Robin Williams and Elmo (Kevin Clash) bloopers.

The late Robin Williams could make picking out socks funny, so pairing him with the fuzzy red monster Elmo was bound to be pure wholesome gold. Honestly, how the puppeteer, Kevin Clash, didn’t completely break character and bust out laughing is a miracle. In this short outtake clip, you get to see Williams crack a few jokes in his signature style while Elmo tries desperately to keep it together.

Williams has been a household name since what seems like the beginning of time, and before his death in 2014, he would make frequent appearances on "Sesame Street." The late actor played so many roles that if you were ask 10 different people what their favorite was, you’d likely get 10 different answers. But for the kids who spent their childhoods watching PBS, they got to see him being silly with his favorite monsters and a giant yellow canary. At least I think Big Bird is a canary.

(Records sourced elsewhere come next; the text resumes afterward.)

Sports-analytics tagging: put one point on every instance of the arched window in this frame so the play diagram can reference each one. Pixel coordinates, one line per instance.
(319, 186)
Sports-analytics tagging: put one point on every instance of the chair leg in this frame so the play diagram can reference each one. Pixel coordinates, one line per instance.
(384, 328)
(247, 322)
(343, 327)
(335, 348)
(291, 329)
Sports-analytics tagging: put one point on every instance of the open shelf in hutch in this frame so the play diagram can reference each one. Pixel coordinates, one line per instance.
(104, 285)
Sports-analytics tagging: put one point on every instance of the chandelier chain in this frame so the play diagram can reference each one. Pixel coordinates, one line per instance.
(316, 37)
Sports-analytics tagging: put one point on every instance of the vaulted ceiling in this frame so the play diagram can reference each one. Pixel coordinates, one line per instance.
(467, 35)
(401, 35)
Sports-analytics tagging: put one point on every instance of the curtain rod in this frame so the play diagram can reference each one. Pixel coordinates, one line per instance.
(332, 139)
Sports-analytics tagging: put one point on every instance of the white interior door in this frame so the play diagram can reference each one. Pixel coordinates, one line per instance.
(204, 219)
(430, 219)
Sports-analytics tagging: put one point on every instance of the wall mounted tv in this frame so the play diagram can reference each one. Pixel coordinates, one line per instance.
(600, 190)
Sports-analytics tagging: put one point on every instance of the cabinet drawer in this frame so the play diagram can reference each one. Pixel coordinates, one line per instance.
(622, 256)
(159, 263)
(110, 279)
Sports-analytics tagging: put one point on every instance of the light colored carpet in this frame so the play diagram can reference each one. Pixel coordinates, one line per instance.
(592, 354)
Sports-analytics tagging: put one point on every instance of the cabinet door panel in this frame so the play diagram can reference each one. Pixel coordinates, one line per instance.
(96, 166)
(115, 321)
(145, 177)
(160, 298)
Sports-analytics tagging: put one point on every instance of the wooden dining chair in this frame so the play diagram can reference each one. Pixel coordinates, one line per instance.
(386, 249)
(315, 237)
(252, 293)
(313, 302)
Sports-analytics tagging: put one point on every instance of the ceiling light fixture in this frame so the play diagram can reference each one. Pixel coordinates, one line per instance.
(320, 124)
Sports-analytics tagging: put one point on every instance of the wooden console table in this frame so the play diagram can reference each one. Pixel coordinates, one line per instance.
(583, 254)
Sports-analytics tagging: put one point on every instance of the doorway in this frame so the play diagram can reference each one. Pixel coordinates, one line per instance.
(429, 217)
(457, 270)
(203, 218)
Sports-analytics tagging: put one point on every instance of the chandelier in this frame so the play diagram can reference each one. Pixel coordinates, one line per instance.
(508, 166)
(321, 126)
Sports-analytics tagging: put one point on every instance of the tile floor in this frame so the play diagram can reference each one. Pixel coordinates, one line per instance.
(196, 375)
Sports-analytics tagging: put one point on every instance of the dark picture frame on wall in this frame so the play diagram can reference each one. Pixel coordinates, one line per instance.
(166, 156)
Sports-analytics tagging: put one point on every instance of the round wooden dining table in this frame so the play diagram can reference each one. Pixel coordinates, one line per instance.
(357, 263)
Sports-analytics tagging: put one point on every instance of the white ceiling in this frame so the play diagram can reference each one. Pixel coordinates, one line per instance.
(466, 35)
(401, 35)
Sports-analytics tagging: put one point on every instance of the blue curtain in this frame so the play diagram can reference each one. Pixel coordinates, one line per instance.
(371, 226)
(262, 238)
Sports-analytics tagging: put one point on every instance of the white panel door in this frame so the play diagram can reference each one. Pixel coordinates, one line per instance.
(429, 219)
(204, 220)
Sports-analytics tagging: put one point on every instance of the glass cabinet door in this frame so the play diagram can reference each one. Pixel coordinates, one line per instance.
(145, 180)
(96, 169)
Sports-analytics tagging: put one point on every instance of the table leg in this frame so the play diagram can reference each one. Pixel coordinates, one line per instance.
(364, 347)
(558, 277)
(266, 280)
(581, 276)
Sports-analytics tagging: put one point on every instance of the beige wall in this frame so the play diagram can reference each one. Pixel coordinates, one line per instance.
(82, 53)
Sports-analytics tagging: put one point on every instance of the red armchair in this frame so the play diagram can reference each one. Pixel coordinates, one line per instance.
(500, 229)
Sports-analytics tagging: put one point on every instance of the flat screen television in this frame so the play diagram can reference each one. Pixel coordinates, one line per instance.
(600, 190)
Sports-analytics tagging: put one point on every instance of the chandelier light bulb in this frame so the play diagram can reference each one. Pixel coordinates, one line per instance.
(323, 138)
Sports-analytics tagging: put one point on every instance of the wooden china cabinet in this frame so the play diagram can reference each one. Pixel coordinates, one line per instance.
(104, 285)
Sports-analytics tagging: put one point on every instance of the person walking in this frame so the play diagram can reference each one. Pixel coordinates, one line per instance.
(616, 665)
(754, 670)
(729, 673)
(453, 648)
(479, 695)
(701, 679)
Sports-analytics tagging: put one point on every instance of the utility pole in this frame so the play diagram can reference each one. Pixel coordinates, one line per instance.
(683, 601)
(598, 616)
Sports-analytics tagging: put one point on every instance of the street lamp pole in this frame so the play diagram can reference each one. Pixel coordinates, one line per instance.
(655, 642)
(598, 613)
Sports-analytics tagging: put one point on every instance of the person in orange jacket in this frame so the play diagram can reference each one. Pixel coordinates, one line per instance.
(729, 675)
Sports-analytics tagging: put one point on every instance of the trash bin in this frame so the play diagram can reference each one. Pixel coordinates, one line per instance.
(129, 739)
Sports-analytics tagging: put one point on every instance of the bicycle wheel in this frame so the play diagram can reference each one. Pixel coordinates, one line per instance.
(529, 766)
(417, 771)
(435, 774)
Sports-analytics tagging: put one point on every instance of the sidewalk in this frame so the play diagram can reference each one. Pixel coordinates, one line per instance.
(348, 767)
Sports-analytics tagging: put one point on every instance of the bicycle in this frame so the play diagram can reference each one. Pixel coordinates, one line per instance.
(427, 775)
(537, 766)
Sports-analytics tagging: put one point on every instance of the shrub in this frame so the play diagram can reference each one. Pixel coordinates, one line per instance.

When he stopped by "Sesame Street" for the special “Big Bird's Birthday or Let Me Eat Cake” in 1991, he was there to show Elmo all of the wonderful things you could do with a stick. Williams turns the stick into a hockey stick and a baton before losing his composure and walking off camera. The entire time, Elmo looks enthralled … if puppets can look enthralled. He’s definitely paying attention before slumping over at the realization that Williams goofed a line. But the actor comes back to continue the scene before Elmo slinks down inside his box after getting Williams’ name wrong, which causes his human co-star to take his stick and leave.

The little blooper reel is so cute and pure that it makes you feel good for a few minutes. For an additional boost of serotonin, check out this other (perfectly executed) clip about conflict that Williams did with the two-headed monster. He certainly had a way of engaging his audience, so it makes sense that even after all of these years, he's still greatly missed.